The daughters were at the Korean War Veteran’s monument when Kavan arrived. Family members could join their fathers on the tour but were not able to fly with them. There was a guardian volunteer for every three veterans on the three planes. There were 14 motor coaches taking the veterans and families around Washington, D.C., with police escort.

The only damper on the day was the weather. There was a light snow all day, just enough to make the day “more miserable” Kavan said, reminding them what they faced in Korea.

When asked what was his favorite part, without hesitation, Kavan said, “All of it.”

“It was a wonderful opportunity for Dad,” Bertone said. “It was so special to be able to be there to watch him enjoy it. He was surrounded by family from beginning to the end of the trip.”

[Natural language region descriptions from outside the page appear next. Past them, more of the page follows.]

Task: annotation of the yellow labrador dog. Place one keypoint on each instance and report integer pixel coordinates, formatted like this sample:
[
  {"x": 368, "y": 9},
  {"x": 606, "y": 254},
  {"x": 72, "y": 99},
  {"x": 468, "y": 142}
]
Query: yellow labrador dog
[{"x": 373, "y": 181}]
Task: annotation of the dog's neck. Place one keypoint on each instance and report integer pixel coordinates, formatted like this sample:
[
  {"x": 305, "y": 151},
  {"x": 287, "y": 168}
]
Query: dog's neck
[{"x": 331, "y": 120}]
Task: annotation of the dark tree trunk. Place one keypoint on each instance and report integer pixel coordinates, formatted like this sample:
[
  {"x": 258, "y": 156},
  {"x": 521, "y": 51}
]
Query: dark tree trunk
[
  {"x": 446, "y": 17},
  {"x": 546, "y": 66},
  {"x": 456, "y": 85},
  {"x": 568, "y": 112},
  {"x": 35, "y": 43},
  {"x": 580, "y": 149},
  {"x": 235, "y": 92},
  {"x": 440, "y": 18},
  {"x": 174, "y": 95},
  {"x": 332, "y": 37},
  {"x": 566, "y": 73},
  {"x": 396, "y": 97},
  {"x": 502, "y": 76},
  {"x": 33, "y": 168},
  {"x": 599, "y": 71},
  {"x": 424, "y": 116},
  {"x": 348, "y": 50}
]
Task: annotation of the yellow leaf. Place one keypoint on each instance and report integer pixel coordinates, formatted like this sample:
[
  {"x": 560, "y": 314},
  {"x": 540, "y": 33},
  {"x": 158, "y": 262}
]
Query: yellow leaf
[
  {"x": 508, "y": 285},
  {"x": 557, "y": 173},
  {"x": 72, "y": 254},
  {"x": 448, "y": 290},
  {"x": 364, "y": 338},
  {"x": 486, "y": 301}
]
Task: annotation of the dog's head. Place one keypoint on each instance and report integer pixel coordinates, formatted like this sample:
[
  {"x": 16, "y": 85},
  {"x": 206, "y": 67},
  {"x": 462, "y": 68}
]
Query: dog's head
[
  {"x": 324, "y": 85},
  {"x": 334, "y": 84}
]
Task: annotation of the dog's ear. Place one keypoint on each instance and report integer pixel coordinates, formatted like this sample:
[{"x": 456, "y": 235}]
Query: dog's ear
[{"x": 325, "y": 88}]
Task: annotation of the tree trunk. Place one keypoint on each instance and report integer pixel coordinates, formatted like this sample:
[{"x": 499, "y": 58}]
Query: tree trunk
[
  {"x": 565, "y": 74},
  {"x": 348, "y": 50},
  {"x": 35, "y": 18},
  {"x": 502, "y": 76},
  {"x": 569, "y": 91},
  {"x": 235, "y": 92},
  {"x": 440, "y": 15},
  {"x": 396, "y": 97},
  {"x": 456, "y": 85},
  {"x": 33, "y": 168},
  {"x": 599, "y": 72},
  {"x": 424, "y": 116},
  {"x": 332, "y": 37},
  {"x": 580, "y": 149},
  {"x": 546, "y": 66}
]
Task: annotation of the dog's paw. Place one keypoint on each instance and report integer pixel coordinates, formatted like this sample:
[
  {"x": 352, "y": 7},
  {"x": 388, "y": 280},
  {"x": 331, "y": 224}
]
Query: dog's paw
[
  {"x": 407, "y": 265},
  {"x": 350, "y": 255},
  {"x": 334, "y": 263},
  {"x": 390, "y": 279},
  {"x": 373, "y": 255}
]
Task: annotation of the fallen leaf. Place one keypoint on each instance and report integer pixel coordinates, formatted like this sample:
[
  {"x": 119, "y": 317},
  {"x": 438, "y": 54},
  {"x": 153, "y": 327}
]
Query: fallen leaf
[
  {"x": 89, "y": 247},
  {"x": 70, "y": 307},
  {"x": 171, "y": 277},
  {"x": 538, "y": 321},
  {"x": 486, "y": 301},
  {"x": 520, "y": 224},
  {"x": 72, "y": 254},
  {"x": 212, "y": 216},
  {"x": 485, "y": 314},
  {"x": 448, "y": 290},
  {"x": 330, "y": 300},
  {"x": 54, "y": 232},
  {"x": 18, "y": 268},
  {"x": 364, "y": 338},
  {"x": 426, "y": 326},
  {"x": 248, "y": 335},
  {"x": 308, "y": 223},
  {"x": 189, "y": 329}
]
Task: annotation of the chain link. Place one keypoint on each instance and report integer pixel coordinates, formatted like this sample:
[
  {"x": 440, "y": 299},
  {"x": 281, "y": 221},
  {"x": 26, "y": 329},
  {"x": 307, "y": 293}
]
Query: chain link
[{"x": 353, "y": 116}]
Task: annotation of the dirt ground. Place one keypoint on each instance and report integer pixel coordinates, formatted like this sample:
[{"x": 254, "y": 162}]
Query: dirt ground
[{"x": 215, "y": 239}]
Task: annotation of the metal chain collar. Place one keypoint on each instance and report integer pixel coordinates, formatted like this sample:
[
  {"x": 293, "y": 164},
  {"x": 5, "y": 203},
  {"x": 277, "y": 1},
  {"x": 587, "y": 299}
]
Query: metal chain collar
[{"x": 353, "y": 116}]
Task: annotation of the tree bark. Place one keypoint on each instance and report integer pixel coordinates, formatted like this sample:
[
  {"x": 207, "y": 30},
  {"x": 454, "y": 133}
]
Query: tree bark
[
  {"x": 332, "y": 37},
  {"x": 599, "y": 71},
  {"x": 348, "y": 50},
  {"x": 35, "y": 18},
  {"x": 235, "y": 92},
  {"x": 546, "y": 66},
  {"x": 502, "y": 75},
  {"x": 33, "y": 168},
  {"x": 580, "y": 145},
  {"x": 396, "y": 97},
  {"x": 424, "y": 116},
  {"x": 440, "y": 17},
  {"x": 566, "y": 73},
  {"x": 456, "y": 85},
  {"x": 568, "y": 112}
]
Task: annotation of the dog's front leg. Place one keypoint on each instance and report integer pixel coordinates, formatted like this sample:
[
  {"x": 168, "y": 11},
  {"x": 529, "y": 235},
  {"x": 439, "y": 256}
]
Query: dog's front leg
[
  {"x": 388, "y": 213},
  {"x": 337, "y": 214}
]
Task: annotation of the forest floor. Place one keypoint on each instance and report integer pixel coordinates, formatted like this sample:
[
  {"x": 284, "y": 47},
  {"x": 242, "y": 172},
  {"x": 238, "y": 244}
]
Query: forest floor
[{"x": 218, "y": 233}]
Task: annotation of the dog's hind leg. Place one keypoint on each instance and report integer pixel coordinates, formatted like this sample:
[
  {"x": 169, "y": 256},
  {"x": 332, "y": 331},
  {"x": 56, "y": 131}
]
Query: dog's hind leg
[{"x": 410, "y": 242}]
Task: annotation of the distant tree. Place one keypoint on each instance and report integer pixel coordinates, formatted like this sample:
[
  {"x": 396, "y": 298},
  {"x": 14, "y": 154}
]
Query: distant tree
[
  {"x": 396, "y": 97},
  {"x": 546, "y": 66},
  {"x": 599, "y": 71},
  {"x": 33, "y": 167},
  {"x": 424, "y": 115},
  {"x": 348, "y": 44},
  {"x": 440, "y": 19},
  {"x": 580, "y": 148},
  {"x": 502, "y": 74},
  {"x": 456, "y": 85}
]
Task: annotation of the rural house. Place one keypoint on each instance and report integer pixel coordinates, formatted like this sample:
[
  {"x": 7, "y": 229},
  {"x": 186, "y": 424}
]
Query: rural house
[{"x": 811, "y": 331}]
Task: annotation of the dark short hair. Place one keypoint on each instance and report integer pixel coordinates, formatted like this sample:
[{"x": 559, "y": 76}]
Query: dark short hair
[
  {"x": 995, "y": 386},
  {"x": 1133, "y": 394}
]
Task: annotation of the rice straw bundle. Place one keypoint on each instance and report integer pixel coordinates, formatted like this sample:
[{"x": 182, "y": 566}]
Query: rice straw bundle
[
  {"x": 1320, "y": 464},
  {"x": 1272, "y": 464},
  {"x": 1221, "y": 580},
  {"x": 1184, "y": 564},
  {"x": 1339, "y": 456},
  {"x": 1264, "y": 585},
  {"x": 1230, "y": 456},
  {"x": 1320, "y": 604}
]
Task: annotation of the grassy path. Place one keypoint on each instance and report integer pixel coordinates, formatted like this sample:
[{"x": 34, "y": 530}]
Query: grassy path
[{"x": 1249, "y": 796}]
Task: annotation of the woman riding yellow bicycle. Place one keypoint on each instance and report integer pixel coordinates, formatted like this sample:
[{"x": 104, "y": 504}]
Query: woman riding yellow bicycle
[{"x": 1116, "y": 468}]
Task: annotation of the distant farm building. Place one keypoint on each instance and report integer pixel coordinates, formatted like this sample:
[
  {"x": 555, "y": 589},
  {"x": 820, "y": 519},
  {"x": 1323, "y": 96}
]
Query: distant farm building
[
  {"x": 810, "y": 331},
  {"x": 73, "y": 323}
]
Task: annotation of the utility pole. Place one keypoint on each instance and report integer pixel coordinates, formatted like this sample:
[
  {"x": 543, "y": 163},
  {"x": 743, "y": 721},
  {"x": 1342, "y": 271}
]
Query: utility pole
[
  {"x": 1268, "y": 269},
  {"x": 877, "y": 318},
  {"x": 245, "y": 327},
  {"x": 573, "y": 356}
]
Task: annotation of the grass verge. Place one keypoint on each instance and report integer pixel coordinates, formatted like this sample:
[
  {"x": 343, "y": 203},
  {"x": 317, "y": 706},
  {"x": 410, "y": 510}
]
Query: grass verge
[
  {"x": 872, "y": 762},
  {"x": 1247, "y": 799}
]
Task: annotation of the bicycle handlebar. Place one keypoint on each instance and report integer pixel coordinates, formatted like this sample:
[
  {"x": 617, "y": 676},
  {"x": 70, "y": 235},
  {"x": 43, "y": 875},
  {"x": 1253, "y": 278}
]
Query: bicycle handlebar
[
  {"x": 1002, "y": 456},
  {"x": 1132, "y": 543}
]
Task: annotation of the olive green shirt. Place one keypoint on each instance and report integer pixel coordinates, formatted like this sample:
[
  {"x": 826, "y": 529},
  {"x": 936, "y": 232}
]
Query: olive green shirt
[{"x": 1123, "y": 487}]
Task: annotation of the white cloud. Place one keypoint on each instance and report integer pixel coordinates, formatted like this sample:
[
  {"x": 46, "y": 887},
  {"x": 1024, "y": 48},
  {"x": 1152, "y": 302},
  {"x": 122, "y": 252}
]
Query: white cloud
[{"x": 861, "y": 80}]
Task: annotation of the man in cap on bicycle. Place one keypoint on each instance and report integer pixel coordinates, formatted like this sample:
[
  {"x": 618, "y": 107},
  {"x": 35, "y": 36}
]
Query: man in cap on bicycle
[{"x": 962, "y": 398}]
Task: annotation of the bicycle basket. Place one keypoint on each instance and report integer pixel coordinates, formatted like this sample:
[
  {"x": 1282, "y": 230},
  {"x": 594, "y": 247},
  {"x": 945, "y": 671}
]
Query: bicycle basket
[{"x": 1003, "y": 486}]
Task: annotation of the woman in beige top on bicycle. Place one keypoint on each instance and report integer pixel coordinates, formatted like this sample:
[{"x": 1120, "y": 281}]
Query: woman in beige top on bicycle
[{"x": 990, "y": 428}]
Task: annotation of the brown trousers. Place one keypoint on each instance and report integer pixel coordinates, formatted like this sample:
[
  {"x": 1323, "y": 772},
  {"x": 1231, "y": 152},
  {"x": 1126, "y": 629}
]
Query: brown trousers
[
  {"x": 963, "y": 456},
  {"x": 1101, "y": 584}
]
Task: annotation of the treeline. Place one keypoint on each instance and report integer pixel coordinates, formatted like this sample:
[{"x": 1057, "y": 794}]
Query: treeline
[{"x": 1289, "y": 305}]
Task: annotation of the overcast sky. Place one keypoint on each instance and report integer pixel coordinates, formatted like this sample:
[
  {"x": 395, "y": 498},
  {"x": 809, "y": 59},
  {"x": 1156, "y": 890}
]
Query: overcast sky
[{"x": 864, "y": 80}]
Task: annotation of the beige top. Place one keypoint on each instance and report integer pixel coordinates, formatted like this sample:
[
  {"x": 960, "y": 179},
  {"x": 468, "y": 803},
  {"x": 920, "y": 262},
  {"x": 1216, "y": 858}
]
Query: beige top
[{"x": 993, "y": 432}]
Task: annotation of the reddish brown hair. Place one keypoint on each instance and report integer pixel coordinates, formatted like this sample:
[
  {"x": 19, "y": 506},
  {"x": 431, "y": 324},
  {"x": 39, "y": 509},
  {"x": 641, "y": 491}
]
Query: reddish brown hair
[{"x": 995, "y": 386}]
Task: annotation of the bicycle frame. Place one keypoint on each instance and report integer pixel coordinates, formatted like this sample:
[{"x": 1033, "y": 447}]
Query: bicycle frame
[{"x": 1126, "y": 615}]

Kavan went to Korea in March 1952. His first duty was to hold the line on Punch Bowl, an area along the 38th parallel. Then he served on Heartbreak Ridge, guarded men, women and children who were prisoners at Koje-do, and served in other spots along the 38th parallel. Kavan was in a heavy rifle company and was always targeted by the enemy. He worked his way up to became a platoon leader

“It’s very interesting that I made it home without a scratch,” Kavan said. “There wasn’t time to be scared, there was no place to run. It’s all luck. Without luck you are in trouble. I had a friend who got it in a bunker I just got out of.”
In January 1953 Kavan was sent home. He was processed out in Japan and returned home to Morse Bluff to farm.

Through the efforts of his family and the volunteers on the Honor Flight, Kavan had a great time. His one wish was that he’d gone to D.C. 20 years ago.

“It’s a once-in-a-lifetime experience,” Kavan said. “Everyone should go.”
The motor coaches took them to the Korean War Veteran’s Monument and Arlington National Cemetery where they saw the changing of the guard at the tomb of the Unknown Soldier. Other sites, including the White House, Lincoln and Washington Monuments, were just seen from the bus.

Kavan remembers that when he came home from Korea, “no one honored us. We were just glad to be home.”

When he returned from the Honor Flight, there were 500 to 1,000 people at the airport.

“I never shook so many hands,” Kavan said. “It was a long time coming but it was worth it.”